I got 198 but the answer is 5.5?? Not understanding this.

acceleration is the rate of change of velocity

a = ∆v/∆t = (33-0)m/s / (6-0)s = 5.5 m/s^2

how did you get 198?

33*6 = 198, but that is m/s * s = meters
That is the distance covered in 6 seconds at a constant speed of 33 m/s

A good way to avoid that kind of mistake is to keep track of the units.
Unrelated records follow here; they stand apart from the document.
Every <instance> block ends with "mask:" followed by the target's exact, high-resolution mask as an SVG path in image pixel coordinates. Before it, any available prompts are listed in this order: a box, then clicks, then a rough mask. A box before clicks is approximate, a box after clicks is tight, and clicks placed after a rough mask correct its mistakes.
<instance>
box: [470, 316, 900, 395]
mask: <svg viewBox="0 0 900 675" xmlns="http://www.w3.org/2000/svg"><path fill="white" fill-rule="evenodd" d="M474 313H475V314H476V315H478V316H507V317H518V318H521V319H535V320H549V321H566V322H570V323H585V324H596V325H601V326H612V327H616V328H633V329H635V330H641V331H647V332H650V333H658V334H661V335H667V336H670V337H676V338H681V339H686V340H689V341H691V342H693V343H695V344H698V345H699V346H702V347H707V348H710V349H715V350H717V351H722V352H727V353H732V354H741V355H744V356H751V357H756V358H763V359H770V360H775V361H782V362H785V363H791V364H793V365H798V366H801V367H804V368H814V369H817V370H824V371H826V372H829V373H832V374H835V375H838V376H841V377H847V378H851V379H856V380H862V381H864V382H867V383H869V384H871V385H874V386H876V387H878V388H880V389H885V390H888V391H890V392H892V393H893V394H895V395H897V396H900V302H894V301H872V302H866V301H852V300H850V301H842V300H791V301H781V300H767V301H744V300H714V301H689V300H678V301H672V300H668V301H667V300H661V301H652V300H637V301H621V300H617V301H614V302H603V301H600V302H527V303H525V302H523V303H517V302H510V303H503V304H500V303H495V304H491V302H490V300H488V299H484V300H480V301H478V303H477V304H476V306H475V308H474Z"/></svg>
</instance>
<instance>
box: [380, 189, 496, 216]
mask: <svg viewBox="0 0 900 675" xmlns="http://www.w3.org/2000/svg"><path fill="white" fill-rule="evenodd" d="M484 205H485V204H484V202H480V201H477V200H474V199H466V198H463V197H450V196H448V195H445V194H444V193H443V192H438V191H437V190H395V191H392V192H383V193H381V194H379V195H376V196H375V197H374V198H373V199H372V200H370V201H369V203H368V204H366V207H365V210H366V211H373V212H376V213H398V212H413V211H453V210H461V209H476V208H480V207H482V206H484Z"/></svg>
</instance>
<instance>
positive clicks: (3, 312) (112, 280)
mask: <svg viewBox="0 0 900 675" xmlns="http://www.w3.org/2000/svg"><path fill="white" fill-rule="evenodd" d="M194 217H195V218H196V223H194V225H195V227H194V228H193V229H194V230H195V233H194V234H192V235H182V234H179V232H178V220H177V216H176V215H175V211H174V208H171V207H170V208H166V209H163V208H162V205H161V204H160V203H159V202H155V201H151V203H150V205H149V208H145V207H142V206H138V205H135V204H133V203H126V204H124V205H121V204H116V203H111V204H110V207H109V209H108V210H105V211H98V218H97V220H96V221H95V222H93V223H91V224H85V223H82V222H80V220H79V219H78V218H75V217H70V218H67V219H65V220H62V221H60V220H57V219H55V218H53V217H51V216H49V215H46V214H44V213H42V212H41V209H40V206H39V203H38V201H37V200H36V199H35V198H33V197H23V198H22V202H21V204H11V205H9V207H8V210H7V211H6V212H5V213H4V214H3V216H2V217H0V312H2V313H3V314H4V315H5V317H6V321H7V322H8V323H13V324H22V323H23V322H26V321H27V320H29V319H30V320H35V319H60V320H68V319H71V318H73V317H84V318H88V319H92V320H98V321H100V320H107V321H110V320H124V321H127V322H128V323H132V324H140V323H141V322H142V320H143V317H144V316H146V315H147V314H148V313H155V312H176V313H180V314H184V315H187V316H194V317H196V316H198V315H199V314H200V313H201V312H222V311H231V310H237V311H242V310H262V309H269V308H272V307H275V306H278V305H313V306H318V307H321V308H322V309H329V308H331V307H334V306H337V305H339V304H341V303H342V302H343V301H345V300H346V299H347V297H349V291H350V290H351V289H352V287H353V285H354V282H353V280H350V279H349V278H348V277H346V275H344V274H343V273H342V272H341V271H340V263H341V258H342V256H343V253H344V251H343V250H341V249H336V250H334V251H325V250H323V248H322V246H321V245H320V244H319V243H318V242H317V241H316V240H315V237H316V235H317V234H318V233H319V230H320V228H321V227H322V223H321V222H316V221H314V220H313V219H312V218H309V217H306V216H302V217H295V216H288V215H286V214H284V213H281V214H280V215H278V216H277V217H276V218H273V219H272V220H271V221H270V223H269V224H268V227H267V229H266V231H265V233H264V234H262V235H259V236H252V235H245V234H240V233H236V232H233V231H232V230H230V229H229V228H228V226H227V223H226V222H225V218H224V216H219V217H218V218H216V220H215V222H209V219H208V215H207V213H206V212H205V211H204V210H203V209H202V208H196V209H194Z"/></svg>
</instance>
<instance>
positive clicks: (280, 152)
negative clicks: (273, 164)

If you don't wind up with m/s^2 you have done something wrong.

v = at + c

when t = 0, v = 0 , thus c = 0
so we have v = at
when t = 0 , v = 0
when t = 6, v = 33
33 = 6a
a = 33/6 = 5.5

To calculate the magnitude of acceleration, you need to use the formula:

acceleration = (final velocity - initial velocity) / time

In this case:
- The final velocity is 33 m/s
- The initial velocity is 0.0 m/s
- The time is 6.0 seconds

Now let's substitute these values into the formula:

acceleration = (33 m/s - 0.0 m/s) / 6.0 s
acceleration = 33 m/s / 6.0 s

Calculating this, you should get:
acceleration = 5.5 m/s²

Therefore, the correct magnitude of acceleration is 5.5 m/s², not 198. If you got a different answer, please check your calculations again to ensure there were no errors made during the calculation.